RALEIGH, N.C. (WNCN) – After a historically long legislative session wrapped up this week, state lawmakers agreed changes need to be made to how the General Assembly functions but disagreed on what those changes should be.

For the first time, the legislature’s long session carried over into a second calendar year having begun in January 2021 and concluding this Thursday.

“Session was absolutely too long,” said House Speaker Tim Moore (R-Cleveland). “I was not willing for us to adjourn this session without a budget. I was not willing to do that. And, it took a while to get the Governor where he would sign it.”

Legislators passed a bipartisan budget agreement in November and remained in session after that as lawsuits over the new electoral districts moved through the court system.

“I don’t know of a business that can operate the way the North Carolina General Assembly operates. And, so, I’ve personally been very disappointed the leadership of the Republican Party has shown in how they run the General Assembly,” said Rep. James Gailliard (D-Nash County).

The legislature is part-time, and rank-and-file members receive a salary of just under $14,000 per year plus a $104 daily payment for meals and lodging when in Raleigh. The Associated Press reported the House gaveled in for 198 daily floor sessions while the Senate met for 196 days.

“I think everybody would like to see sessions shorter than they are,” said Republican Senate leader Phil Berger, describing the General Assembly as “a part-time legislature in thought but not in reality.”

Leaders of both parties said the time commitment and low pay contributed to challenges in recruiting people to run for the legislature in this year’s election. Twenty percent of seats in the General Assembly are uncontested this year.

Rep. Brian Turner (D-Buncombe) announced last year he wouldn’t seek re-election, describing service in the legislature as “unsustainable.”

Rep. Gailliard said he thinks there should be a definitive stop date for session. Typically, the long session ends by June 30, but there is no requirement for that to happen. There have been other long sessions in recent years that have stretched past that date.

“We need to go in. We need to have a hard stop. We need to do what we need to do to get the work done so people can get back to their families and back to the district,” he said.

But, Speaker Moore and Sen. Berger questioned that approach, saying they’re not sure they would have reached an agreement with Gov. Roy Cooper (D) and Democratic legislative leaders on the budget.
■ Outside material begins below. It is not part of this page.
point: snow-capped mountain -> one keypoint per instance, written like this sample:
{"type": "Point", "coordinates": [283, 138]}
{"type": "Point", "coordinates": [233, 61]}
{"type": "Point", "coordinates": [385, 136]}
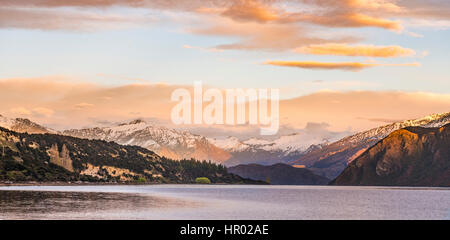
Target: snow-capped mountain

“I don’t know that if we had an artificial stop date that we would have gotten to the same place or not,” Berger said. “I do know that what we’re doing now is way less than optimal.”

(WNCN photo/Michael Hyland)

Rep. Gailliard said if Republicans are unwilling to make that change, then he would support converting the General Assembly to a full-time legislature. Ten other states have full-time legislatures, according to the National Conference of State Legislatures.

“If we’re not going to do that, we need to change the configuration of the General Assembly to make it a full-time job,” he said. “Unless you’re wealthy, unless you have a business that you can operate and you can create your own schedule or you’re retired, you cannot serve here. That is not fair to the ten-and-a-half million people that live here.”

He added, “For a person like me, I actually lose money to be here.”

Both Berger and Moore agreed that the current structure keeps a lot of people who may be interested in serving from being able to do that. But, they were skeptical of changing to a full-time legislature, with Moore saying it should remain a part-time position.

“It keeps members grounded. It keeps you at home and in touch with the folks that you represent. I think you could compare that to some full-time legislatures or to Congress where folks are just so far removed from what’s going on,” he said.

Moore added he would not support increasing the salary of legislators either.

Legislative leaders have scheduled the “short session” to begin May 18, the day after the primary election. There are a few days between now and then that they have set aside to take votes if something unforeseen arises, but they say the intention is not to have any business on those days.

Moore and Berger said they believe the short session will be shorter than usual, citing the bipartisan agreement reached last fall on the two-year budget.